Il nostro buon Jigga è uscito con questo nuovo concept album, quando ancora era vivo il ricordo dell’incredibile flop di Kingdom Come.
Ad ispirare il rapper/produttore/imprenditore newyorkese è stata la visione in anteprima del film di Ridley Scott tratto dalla storia vera di Frank Lucas, un ragazzo nero che iniziando a spacciare diventò il più grande trafficante del suo tempo, uomo potente e temuto anche dai bianchi.
Jay Z è rimasto molto colpito dalla pellicola e vi ha visto alcuni elementi autobiografici; di conseguenza, essendogli stata negata la produzione della colonna sonora (come avrebbe voluto Denzel Wagshinton), ha deciso di fare una sorta di soundtrack parallela, che è in realtà una vera e propria narrazione, ispirata da varie scene del film. Questa serie di “corti musicali” vanno però letti nel loro insieme, all’interno della studiata narrazione complessiva.
L’intreccio narrativo disegna una parabola, partendo dai sogni di un bambino, le sofferenze e la vita dura della strada, lo spaccio e arrivando nel suo punto più alto (in Party Life) alla realizzazione di tutti i sogni, ai soldi e al successo, evidenziando però molte contraddizioni, e, in un certo senso, il fallimento, del sogno americano. La parabola è però inesorabilmente destinata alla fase discendente, fino ad arrivare a Fallin’, la caduta, che ha quasi un che della distruzione-catarsi dei vecchi romanzi di Mann.
In questo disco possiamo finalmente ritrovare un Jigga in piena forma, nuovamente ispirato nelle rime, più convinto nel modo di imporsi sulla traccia; un Jigga, insomma, che torna a ristabilire l’equilibrio quantità-qualità dei suoi album.

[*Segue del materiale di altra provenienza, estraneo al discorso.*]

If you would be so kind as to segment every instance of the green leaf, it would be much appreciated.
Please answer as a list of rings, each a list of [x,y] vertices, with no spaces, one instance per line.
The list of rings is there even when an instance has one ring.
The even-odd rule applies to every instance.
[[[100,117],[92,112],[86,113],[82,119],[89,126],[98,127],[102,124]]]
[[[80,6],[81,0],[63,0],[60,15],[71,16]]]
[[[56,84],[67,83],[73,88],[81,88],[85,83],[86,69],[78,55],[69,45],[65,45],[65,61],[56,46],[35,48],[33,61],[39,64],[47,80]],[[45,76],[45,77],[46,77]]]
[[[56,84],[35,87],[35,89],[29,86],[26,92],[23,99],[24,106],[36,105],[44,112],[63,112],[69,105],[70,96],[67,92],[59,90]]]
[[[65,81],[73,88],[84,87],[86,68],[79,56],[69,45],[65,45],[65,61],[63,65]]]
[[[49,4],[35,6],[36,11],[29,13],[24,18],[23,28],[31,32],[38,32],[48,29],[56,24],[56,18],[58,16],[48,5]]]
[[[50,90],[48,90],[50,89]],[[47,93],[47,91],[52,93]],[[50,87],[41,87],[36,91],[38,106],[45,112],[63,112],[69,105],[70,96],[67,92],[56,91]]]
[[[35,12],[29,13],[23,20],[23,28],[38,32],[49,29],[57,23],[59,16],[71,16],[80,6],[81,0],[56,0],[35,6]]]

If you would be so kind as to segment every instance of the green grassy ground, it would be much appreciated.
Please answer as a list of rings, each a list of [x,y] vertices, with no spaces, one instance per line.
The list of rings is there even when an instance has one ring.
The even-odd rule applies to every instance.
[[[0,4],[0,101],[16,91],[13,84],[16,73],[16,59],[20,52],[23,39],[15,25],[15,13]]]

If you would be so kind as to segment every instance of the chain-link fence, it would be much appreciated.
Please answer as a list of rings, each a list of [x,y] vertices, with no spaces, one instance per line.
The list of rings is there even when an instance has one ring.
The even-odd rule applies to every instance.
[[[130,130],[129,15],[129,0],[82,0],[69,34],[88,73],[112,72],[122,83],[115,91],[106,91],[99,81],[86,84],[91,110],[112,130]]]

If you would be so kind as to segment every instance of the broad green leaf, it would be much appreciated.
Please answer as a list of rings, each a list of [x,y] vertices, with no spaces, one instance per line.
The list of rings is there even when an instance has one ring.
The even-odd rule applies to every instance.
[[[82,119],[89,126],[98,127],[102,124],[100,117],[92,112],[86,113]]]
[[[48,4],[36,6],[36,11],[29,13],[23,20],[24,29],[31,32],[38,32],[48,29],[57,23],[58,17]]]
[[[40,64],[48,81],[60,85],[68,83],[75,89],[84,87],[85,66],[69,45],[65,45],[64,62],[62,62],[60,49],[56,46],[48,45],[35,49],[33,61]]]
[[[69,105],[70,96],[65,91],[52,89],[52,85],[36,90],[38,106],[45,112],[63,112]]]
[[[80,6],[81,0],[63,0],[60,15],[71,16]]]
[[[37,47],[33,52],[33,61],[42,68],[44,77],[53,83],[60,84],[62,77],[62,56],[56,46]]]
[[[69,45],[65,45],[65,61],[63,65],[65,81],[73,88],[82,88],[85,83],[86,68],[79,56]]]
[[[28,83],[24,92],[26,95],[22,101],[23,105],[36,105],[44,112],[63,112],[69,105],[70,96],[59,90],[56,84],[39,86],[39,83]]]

Per i beat aveva inizialmente optato per Kanye West, il quale, però, era troppo impegnato nel suo tour di Graduation e ha potuto mandargli solo un paio di basi, che il rapper ha però deciso di non utilizzare, in quanto cercava un producer che lo seguisse dall’inizio alla fine del progetto, per potergli conferire ulteriore omogeneità. Le produzioni sono perciò state affidate per la maggior parte (Pray, American Dreamin, No Hook, Roc Boys, Sweet, Party Life) a P Diddy (da Jay Z ancora chiamato Puffy). I tappeti musicali di Diddy ci riportano indietro, ai tempi di B.I.G., alle pure sonorità east dei tempi d’oro della Bad Boys. La produzione dell’intro è affidata, invece a Driis; quella di Hello Brooklyn a Bigg D; The Neptunes inconfondibilmente nei beat di I Know e della bonus track, nonché primo singolo, Blue Magic; Just Blaze per Ignorant Shit e la seconda bonus track American Gangster; DJ Toomp cura Say Hello; troviamo il giovane No I.D. alle prese con Success; infine JD riempe di synth la stupenda Fallin’.
Ridotte all’osso ed efficacissime le collaborazioni (Lil’ Wayne, Pharrel, Beanie Sigel e Nas).
Si può dire che questo disco sia il vero “Kingdon Come” di Jay Z, che è finalmente riuscito a regalarci un lavoro al culmine delle sue possibilità.